Por isso, ressaltar esse horrendo episódio é resistir! É reivindicar que a tragédia de Cancellier não seja enterrada no limbo da indiferença institucional. É afirmar que, se a justiça não aprende com suas mazelas, ela se condena ao erro contínuo.
Nesta linha, o holocausto nos ensina que cabe aos sobreviventes - e aos descendentes morais - recordar e relatar para não esquecer. Que não basta dizer “nunca mais” se não enfrentamos o mal quando ele assume formas mais sutis. No paralelo mais reflexivo, quem lê hoje sob a luz de Machado de Assis e relembra Cancellier exige que o Direito retome sua humildade: não para tutelar poder ou reforçar visões maniqueístas, mas para garantir que o individual não seja sucumbido pelo espetáculo.
Não é literatura de aeroporto, tampouco enfado acadêmico: é resistência. Resistência à destruição da dignidade humana por meio de lentes sensacionalistas. Resistência à sedução egocêntrica do espetáculo funcional ao arbítrio. Resistência ao silenciamento daqueles que são torturados pelas pressões processuais. Resistência! Quantas vezes for necessário repetir.
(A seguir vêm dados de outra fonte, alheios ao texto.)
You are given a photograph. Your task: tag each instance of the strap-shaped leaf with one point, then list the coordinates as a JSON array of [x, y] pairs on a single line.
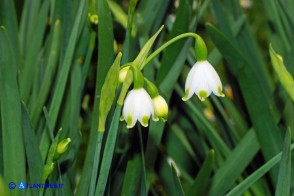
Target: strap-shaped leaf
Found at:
[[138, 62], [284, 76], [108, 92]]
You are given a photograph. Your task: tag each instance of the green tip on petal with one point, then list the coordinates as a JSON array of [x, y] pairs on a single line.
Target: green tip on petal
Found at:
[[163, 118], [220, 93], [145, 120], [185, 98], [155, 118], [202, 95], [129, 121]]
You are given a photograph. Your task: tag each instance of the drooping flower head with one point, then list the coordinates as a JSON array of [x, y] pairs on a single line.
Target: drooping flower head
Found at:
[[202, 80], [137, 107]]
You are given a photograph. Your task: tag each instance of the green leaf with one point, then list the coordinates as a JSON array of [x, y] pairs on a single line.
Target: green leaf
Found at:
[[139, 61], [250, 180], [10, 105], [50, 158], [130, 31], [177, 181], [235, 164], [181, 25], [132, 176], [49, 73], [283, 75], [120, 16], [108, 152], [258, 103], [201, 182], [63, 75], [108, 92], [34, 159], [284, 179], [105, 60]]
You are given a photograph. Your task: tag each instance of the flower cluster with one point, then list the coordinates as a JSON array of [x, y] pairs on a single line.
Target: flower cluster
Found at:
[[202, 80], [140, 105], [143, 101]]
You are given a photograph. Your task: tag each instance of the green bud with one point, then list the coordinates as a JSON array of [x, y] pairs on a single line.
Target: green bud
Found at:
[[200, 49], [138, 78], [61, 148], [48, 169], [151, 88], [160, 107], [63, 145]]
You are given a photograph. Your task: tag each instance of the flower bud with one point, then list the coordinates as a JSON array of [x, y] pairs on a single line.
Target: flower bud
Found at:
[[62, 147], [123, 73], [160, 107]]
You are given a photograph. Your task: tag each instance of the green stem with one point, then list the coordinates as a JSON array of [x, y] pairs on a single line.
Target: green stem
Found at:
[[173, 40], [96, 163], [137, 77]]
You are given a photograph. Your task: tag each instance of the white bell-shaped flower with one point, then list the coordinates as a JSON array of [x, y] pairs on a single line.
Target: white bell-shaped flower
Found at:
[[202, 80], [137, 106]]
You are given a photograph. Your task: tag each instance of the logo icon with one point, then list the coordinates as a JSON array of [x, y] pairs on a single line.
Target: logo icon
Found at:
[[11, 185], [21, 186]]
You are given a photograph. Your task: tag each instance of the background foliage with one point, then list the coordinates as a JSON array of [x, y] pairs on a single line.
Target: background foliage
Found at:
[[53, 61]]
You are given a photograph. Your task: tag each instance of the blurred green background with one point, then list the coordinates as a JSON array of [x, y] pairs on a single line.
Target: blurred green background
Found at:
[[54, 56]]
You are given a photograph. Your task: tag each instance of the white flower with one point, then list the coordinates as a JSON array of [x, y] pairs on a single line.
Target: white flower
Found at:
[[160, 107], [202, 80], [137, 106]]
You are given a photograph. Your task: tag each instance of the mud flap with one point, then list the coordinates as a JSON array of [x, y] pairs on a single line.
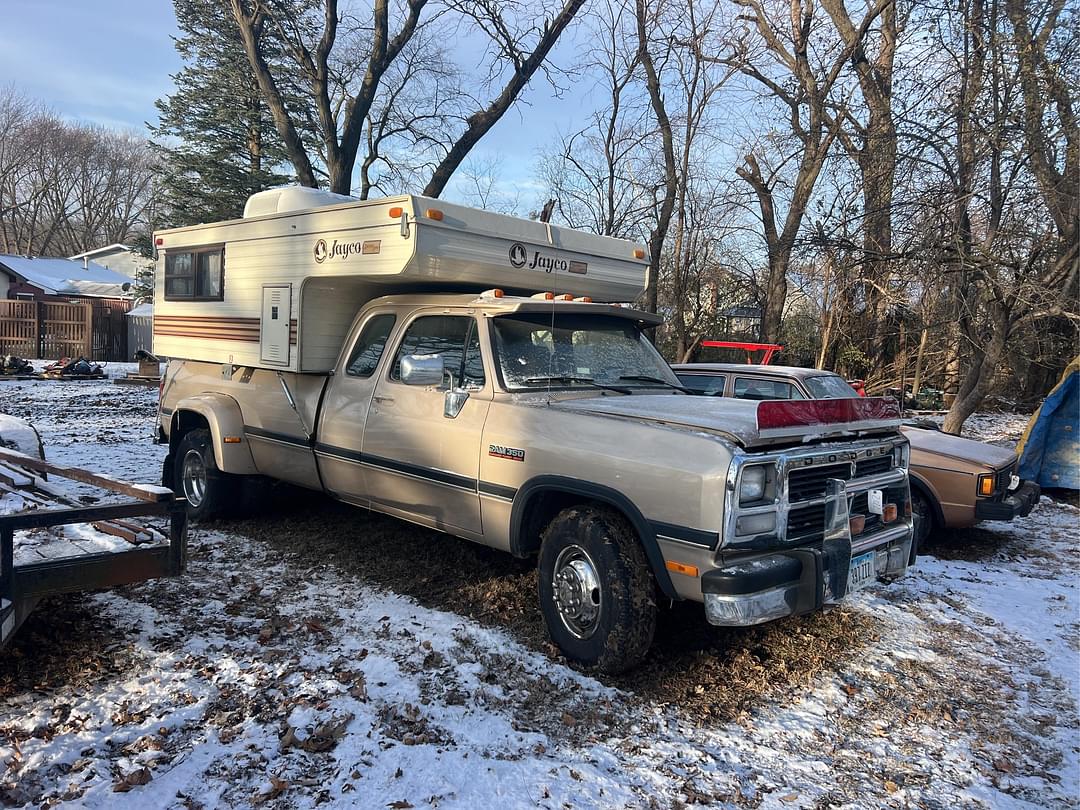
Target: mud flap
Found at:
[[7, 620], [837, 543]]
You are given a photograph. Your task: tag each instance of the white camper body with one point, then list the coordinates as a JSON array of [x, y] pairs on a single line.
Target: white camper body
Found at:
[[280, 287]]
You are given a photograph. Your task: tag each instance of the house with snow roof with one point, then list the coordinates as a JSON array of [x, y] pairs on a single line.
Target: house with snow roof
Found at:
[[56, 307], [118, 257]]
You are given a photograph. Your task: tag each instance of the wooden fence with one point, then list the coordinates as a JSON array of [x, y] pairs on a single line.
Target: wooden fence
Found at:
[[46, 329]]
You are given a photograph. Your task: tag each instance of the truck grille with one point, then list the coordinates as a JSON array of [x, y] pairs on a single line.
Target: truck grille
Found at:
[[873, 466], [808, 483], [806, 523]]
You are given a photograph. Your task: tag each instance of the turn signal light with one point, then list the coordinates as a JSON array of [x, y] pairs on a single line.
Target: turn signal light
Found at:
[[689, 570]]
Agora, em março de 2023, nos deparamos com mais um capítulo: a divergência aberta pelo eminente ministro Gilmar Mendes, do STF, reconhecendo a suspeição da magistrada da 1ª vara Federal de Florianópolis no caso do reitor Cancellier.
Embora o excelentíssimo relator, ministro Edison Fachin, tenha proferido voto contra a suspeição, a divergência pontuou que tamanha antecipação de culpa antes do julgamento, denotaria uma afrontosa análise parcial da magistrada de SC por meio de "excessos de linguagem e afirmações categóricas e imperativas em concordância com a tese do MP".
Nesta linha, o ministro Gilmar Mendes destacou que: "Se Cancellier não teve direito à devida investigação, munida das garantias constitucionais, a partir da presunção de inocência e do devido processo legal, neste momento cabe garantir a todos os demais acusados que somente possam ter a culpa atribuída ao final do processo, depois de efetivado o contraditório e a ampla defesa sob mediação de julgador imparcial."
Destaca-se que o reitor Cancellier foi preso preventivamente em setembro de 2017 e solto um dia depois, mas por decisão judicial ficou afastado do cargo e proibido de frequentar a UFSC.
Semanas depois, conforme relatos, Cancellier foi ao cinema assistir ao filme Polícia Federal: A Lei é para Todos, cuja história enaltecia o trabalho de uma delegada à frente da operação lava jato e, na manhã seguinte, lamentavelmente Cancellier ceifou a própria vida.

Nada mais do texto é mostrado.